Dzień dobry. W sytuacji podbramkowej kiedy naprawdę nie będzię Pani miała wyjścia, może Pani ją ewentualnie odnieśc do starego miejsca. Musi Pani jednak wiedzieć że oprócz niechcianej ciąży, czeka ja jeszce wiele innych niebezpieczeństw. Może warto dać jej szansę, jeśli nie ma Pani warunków u siebie, może jakiś znajomy będzię w stanie ja zaadoptować. Prosze popytać się też lokalnych TOZ, może będa w stanie pomóc. Pozdrawiam serdecznie, lek. wet. Karolina Cebulska
czy taką kotkę, która nie da się oswoić, po wykarmieniu maluchów 2-2, 5 miesiąca, wysterylizowaną można zanieść na swoje stare miejsce?

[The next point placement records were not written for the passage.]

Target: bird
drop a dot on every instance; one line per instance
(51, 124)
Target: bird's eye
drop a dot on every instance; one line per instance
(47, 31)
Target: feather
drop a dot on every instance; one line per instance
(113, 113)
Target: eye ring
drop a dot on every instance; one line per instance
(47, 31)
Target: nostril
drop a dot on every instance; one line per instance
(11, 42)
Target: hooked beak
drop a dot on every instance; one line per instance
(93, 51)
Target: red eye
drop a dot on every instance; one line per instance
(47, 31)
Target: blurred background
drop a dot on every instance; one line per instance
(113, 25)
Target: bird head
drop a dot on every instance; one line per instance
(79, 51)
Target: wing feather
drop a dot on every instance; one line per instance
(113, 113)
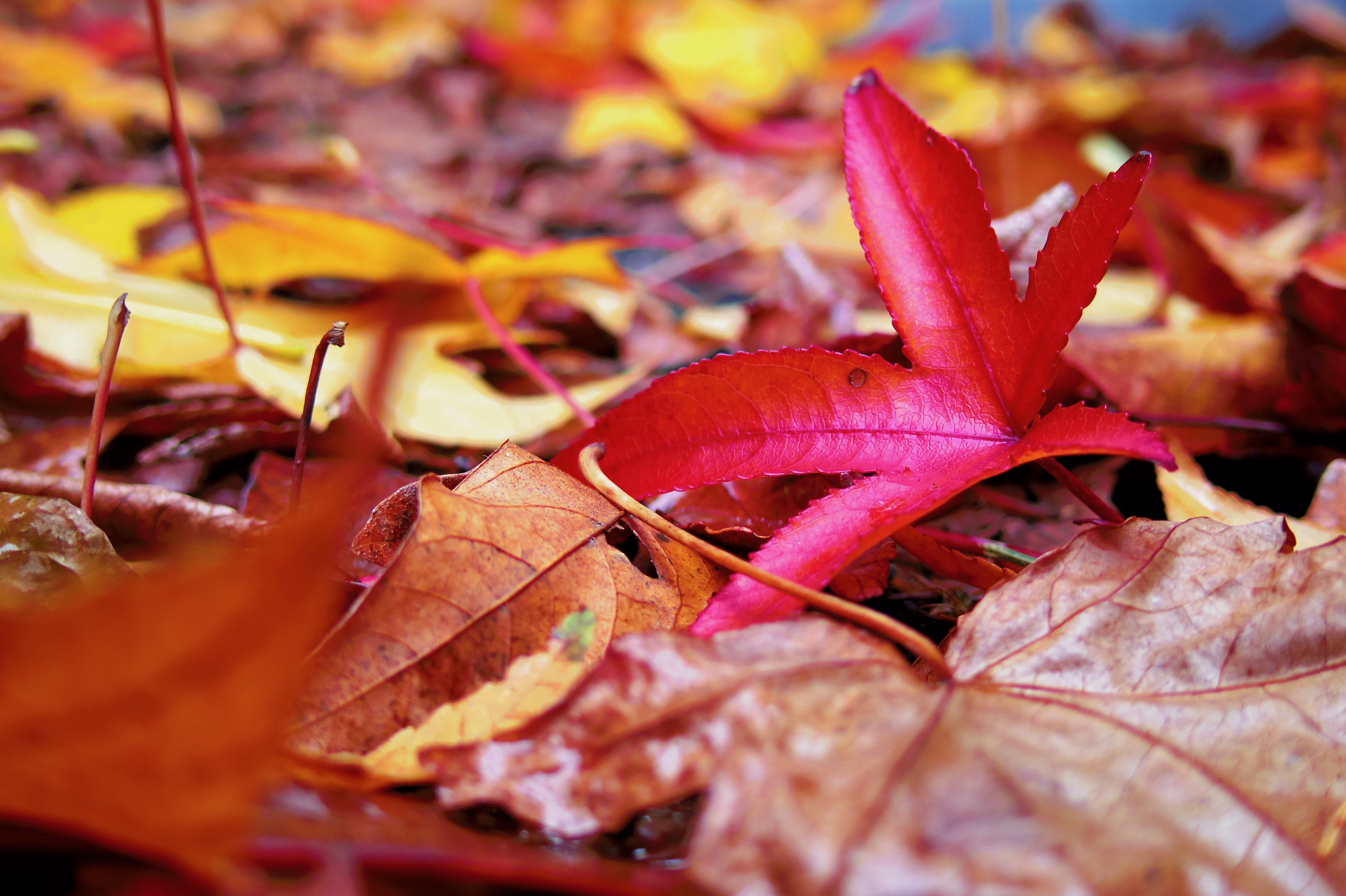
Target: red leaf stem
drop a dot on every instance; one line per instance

Niee jeest łaatwo, obserwowałam i dokarmiałam śliczną rudą kotkę w opuszczonym budynku przez rok, aż zauważyłam nagle dużą ciążę, ma ok 2 lata, tak mi się jej szkoda zrobiło, że maluchy urodzą się na jesienną szarugę, więc poprosiłam osoby związane z towarzystwem opieki nad zwierzętami, aby złapały mi ją, po 3 dniach przywiozły do domu, gdzie ma swój pokój, kuwete, miski i kartonik wyłożony pampersowym wkładem do porodu, aaale na tą dzikość nie byłam przygotowana, chociaż mam już swoje 2 kotełki w domu. Urodziła na drugi dzień pobytu u mnie 4 śliczne maluchy uff co za wyczucie. Kotka przy każdym wejściu prycha na mnie, wieem tu wchodzi dodatkowy czynnik stresu, bo już pojawiły się małe, dlatego uważnie przeczytałam cały artykuł i wszystko robię w/g wskazań. Jedyny błąd, który robiłam, to rozmowa do niej, ale teraz sprzątam kupki niestety z dywanu, wymieniam jedzonko i wychodzę, tak 2x dziennie. Niestety nei da sie czasu przyspieszyć, a tak b. chciałabym ją pogłaskać, pogratulaować maluchów itd…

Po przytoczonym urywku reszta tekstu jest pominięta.